BY DESMOND CHINGARANDE
A RESEARCH carried out by the Pan African Positive Women’s Coalition (PAPWC) has discovered that 50% of people living with the HIV virus are not accessing viral load-testing and related services due to ignorance and other life challenges.
PAPWC national co-ordinator Tendai Westerhof said their research findings from a study on barriers to accessing viral load monitoring and related services revealed that around 50% of people living with the virus know about the importance of viral load-testing while another 50% have a vague idea about viral load-testing.
The research was carried out in Harare, Bulawayo, Mberengwa, Chiredzi and Concession.
Westerhof told delegates attending a results dissemination workshop in Mazowe on Friday that the research also discovered that some people living with HIV in Mberengwa, Mtetengwe area never heard of the viral load monitoring despite them accessing some of the services like antiretroviral drugs.

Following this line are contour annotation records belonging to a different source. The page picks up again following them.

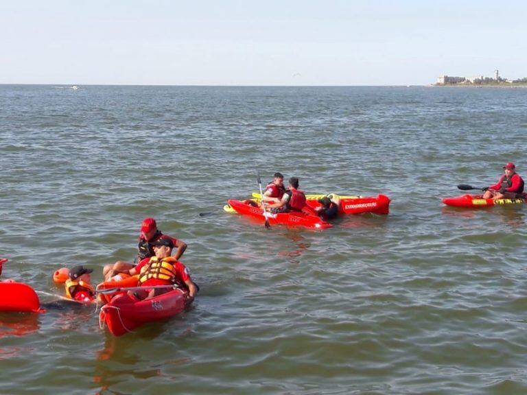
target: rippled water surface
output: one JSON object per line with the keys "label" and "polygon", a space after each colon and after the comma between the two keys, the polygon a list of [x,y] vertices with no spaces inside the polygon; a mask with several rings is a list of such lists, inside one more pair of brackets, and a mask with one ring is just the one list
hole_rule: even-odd
{"label": "rippled water surface", "polygon": [[[524,89],[0,86],[3,277],[98,282],[153,216],[201,287],[119,338],[92,308],[0,314],[0,393],[527,393],[527,208],[440,200],[524,171],[526,108]],[[257,169],[390,213],[268,230],[222,210]]]}

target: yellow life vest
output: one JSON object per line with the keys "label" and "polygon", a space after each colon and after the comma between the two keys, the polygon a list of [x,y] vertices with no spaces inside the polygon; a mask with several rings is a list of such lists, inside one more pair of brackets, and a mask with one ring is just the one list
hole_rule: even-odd
{"label": "yellow life vest", "polygon": [[177,273],[174,264],[177,262],[178,260],[174,256],[167,256],[161,261],[157,259],[157,256],[152,256],[148,263],[141,267],[138,285],[141,285],[150,278],[159,278],[175,283]]}
{"label": "yellow life vest", "polygon": [[71,299],[73,298],[73,295],[72,295],[72,291],[76,287],[80,287],[81,289],[80,290],[86,290],[89,291],[89,293],[92,296],[95,294],[95,290],[93,288],[93,287],[92,287],[89,283],[82,281],[82,280],[80,280],[79,281],[75,281],[75,280],[71,280],[71,278],[68,278],[67,280],[66,280],[65,286],[66,287],[66,296],[67,296],[68,298],[70,298]]}

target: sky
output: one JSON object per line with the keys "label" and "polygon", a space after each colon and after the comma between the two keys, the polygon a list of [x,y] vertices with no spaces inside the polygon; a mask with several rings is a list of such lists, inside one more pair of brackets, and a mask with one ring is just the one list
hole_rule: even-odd
{"label": "sky", "polygon": [[527,1],[0,0],[0,84],[527,77]]}

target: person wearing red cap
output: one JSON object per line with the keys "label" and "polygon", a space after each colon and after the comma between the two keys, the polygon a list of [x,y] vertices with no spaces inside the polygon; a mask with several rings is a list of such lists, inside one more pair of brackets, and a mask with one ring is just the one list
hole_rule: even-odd
{"label": "person wearing red cap", "polygon": [[484,188],[484,199],[515,199],[522,198],[524,180],[516,173],[516,166],[509,162],[503,167],[504,174],[494,185]]}
{"label": "person wearing red cap", "polygon": [[272,213],[287,213],[288,211],[302,211],[306,207],[305,195],[298,189],[298,179],[291,177],[289,179],[289,189],[285,191],[281,200],[278,203],[269,205]]}
{"label": "person wearing red cap", "polygon": [[187,244],[175,237],[163,235],[157,228],[157,224],[154,218],[145,218],[141,224],[141,233],[137,245],[137,256],[134,261],[134,263],[130,263],[124,261],[117,261],[113,265],[106,265],[102,271],[104,280],[107,281],[115,274],[125,273],[132,269],[135,265],[135,263],[141,261],[142,259],[153,256],[155,254],[152,243],[158,240],[162,236],[166,236],[172,240],[175,247],[174,249],[174,257],[176,259],[179,259],[187,249]]}
{"label": "person wearing red cap", "polygon": [[187,291],[185,304],[189,304],[194,300],[198,289],[192,281],[185,265],[170,256],[174,247],[172,238],[169,236],[162,236],[152,241],[152,246],[155,256],[145,258],[137,266],[128,271],[130,276],[139,274],[138,285],[145,287],[144,290],[141,289],[133,292],[132,294],[139,299],[150,299],[168,292],[170,288],[167,287],[149,289],[149,286],[176,285]]}

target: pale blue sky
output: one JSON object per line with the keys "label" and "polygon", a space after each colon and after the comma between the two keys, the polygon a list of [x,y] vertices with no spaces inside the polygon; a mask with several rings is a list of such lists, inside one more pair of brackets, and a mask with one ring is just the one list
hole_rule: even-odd
{"label": "pale blue sky", "polygon": [[527,77],[527,1],[0,0],[0,83],[407,85]]}

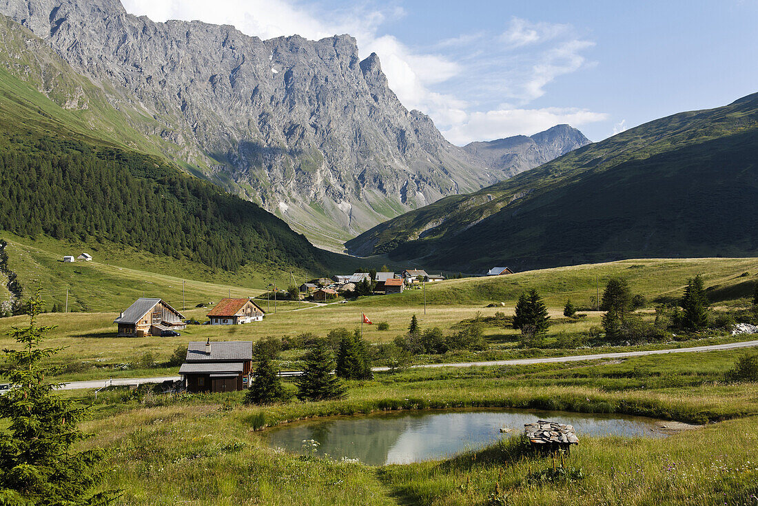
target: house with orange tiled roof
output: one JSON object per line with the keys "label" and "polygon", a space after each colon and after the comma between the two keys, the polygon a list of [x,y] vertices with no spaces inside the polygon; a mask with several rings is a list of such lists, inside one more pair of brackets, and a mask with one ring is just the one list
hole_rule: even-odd
{"label": "house with orange tiled roof", "polygon": [[266,312],[252,299],[221,299],[206,316],[211,325],[240,325],[262,322]]}

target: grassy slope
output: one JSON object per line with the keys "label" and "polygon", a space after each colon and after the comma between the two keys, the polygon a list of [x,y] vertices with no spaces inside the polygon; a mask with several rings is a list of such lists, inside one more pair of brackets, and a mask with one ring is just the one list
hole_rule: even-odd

“Most of those with viral load-testing are found in urban centres where we did our research and most of those who do not know and ignore live in rural areas,” she said.
The research discovered that some appreciate that viral load-testing is important in ensuring that if those on anti-retroviral drugs are not responding to the treatment, the doctors can prescribe another drug.
A consultant, Amos Milanzi said there were many reasons why rural people living with HIV fail to access some of the services that include viral load-testing among them high transport fares to access the services.
“Rural people living with HIV struggle to pay for transport and also there are few or no facilities that offer viral load-testing. They also reported that sometimes their blood samples for viral load testing may go bad due to the problem of electricity at the facilities and also the issue of striking doctors,” Milanzi said.